Reverse a string in-place.

This function reverses a character string in the form of an array of characters in-place, i.e. it changes the input parameter.

Parameters:
  • sequence – The string to reverse

Post:

After execution, the input sequence consists of the reverse string prior to the execution.

char *vrna_DNA_complement(const char *sequence)
#include <ViennaRNA/utils/strings.h>

Retrieve a DNA sequence which resembles the complement of the input sequence.

This function returns a mew DNA string which is the complement of the input, i.e. the nucleotide letters A,C,G, and T are substituted by their complements T,G,C, and A, respectively.

Any characters not belonging to the alphabet of the 4 canonical bases of DNA are not altered.

Note

This function also handles lower-case input sequences and treats U of the RNA alphabet equally to T

Parameters:
  • sequence – the input DNA sequence

Returns:

The complement of the input DNA sequence

char *vrna_seq_ungapped(const char *sequence)
#include <ViennaRNA/utils/strings.h>

Remove gap characters from a nucleotide sequence.

Parameters:
  • sequence – The original, null-terminated nucleotide sequence

Returns:

A copy of the input sequence with all gap characters removed

char *vrna_cut_point_insert(const char *string, int cp)
#include <ViennaRNA/utils/strings.h>

Add a separating ‘&’ character into a string according to cut-point position.

If the cut-point position is less or equal to zero, this function just returns a copy of the provided string. Otherwise, the cut-point character is set at the corresponding position

Parameters:
  • string – The original string

  • cp – The cut-point position

Returns:

A copy of the provided string including the cut-point character

char *vrna_cut_point_remove(const char *string, int *cp)
#include <ViennaRNA/utils/strings.h>

Remove a separating ‘&’ character from a string.

This function removes the cut-point indicating ‘&’ character from a string and memorizes its position in a provided integer variable.
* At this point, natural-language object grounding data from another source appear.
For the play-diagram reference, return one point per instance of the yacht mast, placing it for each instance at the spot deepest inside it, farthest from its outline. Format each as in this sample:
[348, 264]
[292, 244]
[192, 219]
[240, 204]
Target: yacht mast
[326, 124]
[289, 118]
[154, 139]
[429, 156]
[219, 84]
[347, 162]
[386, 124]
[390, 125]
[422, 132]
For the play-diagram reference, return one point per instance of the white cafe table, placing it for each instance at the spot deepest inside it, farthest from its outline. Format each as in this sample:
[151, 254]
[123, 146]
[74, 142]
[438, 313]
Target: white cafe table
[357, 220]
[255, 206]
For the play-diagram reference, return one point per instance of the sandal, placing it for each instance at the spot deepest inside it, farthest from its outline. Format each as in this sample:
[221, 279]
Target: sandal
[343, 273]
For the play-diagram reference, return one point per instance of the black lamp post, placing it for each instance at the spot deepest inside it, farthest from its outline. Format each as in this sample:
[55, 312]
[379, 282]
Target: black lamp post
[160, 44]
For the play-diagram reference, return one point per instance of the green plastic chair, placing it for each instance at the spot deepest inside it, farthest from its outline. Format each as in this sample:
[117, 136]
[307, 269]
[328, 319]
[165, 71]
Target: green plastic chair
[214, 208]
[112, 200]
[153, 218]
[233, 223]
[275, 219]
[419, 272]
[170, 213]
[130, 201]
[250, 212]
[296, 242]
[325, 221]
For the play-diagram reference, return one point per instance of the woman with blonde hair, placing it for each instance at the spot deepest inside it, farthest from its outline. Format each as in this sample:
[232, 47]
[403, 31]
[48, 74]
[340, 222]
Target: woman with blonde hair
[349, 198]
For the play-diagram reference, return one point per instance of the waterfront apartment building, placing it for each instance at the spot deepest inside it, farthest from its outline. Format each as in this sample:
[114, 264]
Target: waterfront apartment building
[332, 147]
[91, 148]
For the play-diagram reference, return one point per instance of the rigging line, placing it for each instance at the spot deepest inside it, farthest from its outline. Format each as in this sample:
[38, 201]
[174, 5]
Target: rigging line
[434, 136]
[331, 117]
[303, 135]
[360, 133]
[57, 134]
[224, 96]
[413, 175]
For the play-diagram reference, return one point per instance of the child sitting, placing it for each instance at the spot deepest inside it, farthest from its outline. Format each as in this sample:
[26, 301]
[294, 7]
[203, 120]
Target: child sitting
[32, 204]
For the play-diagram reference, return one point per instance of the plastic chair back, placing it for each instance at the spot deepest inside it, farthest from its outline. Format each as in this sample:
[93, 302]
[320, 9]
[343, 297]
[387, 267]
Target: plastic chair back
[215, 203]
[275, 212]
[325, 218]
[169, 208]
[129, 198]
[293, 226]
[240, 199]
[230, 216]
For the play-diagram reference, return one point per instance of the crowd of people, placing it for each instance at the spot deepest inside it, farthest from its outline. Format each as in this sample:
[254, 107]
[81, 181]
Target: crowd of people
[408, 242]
If not ‘&’ is found in the input, the integer variable is set to -1. The function returns a copy of the input string with the ‘&’ being sliced out.

Parameters:
  • string – The original string

  • cp – The cut-point position

Returns:

A copy of the input string with the ‘&’ being sliced out

size_t *vrna_strchr(const char *string, int c, size_t n)
#include <ViennaRNA/utils/strings.h>

Find (all) occurrences of a character within a string.

string The C string to be scanned

c The character to be searched for

n The maximum number of occurences to search for (or 0 for all occurrences)

Returns:

An 1-based array of positions(0-based) or NULL on error. Position 0 specifies the number of occurrences found.